Elegant, Superb Chopin Playing
J Scott Morrison | Middlebury VT, USA | 01/06/2008
(5 out of 5 stars)
"I'd never heard of Peter Miyamoto before, but experience tells me that there are many superior pianists out there that we've never heard of. They keep cropping up everywhere one looks. Peter Miyamoto is a former Gilmore Young Artist and is on the faculty at CalArts. He holds degrees from Curtis (B.M.), Yale (M.M. and A.D.), Michigan State (D.M.A.), and London's Royal Academy of Music (A.D.).

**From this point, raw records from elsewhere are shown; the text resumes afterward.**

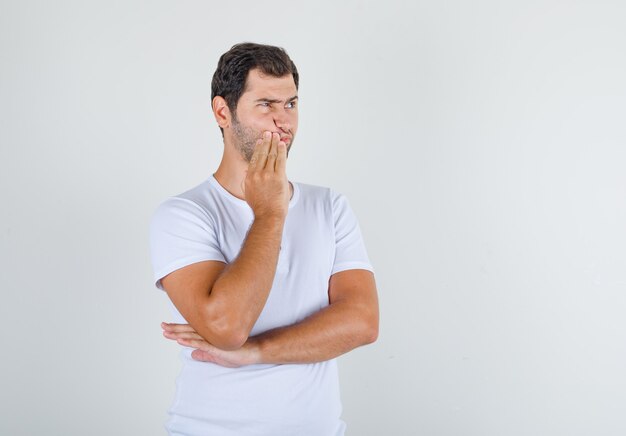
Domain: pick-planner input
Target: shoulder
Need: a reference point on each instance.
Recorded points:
(191, 205)
(319, 193)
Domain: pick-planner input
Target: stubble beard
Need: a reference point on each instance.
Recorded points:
(246, 137)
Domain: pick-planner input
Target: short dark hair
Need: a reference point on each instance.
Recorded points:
(229, 79)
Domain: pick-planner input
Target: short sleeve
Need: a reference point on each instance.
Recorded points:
(350, 250)
(181, 233)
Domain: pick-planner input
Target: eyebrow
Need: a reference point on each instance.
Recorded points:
(273, 100)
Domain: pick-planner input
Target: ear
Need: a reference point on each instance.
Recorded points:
(221, 112)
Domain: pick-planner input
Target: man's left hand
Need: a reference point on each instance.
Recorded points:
(186, 336)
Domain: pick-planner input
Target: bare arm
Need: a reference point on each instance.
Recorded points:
(351, 320)
(221, 302)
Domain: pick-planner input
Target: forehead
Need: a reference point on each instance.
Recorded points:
(260, 85)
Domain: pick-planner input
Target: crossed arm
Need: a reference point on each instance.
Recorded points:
(222, 302)
(350, 320)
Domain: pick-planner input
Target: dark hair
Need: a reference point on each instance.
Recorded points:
(229, 79)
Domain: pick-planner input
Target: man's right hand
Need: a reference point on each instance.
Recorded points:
(266, 188)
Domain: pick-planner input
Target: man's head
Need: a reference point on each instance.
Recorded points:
(254, 89)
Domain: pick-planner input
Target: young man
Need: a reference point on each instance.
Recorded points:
(270, 280)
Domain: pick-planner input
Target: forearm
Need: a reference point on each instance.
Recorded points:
(326, 334)
(240, 292)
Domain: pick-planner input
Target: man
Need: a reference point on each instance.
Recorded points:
(270, 280)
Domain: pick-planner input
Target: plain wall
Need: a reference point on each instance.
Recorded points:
(481, 144)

His teachers have included Maria Curcio-Diamand, Leon Fleisher, Claude Frank, Peter Frankl, Aube Tzerko, and Ralph Votapek. Quite a pedigree, I'd say. But of course that doesn't guarantee he's a good pianist. Have no fear, though: this young man not only has technique to burn, he also has a musical soul. The four ballades, for instance, often call forth barn-storming technical glitz from lesser pianists, especially with those storms of emotion that come seemingly out of the blue here and there throughout these stalwarts of the literature. Miyamoto, instead, emphasizes the poetry, the elegant melancholy and the sheer musicality of these works; consequently his interpretrations are gentler than some, but they seem infinitely nuanced as he coaxes unfailingly gorgeous tone from his piano. These are interpretations that remind me, if I had to choose, of those by Moravec or perhaps Perahia, no small compliment. But he is also his own man. This is particularly evident in his handling of rubato. One is aware of his molding of intra-bar tempo fluctuations and yet even as one remarks on it to oneself it nonetheless, while noticeable, always seems inevitable and right. That is the mark of a really fine musician, one who is a cut above mere technicians. I'm very impressed.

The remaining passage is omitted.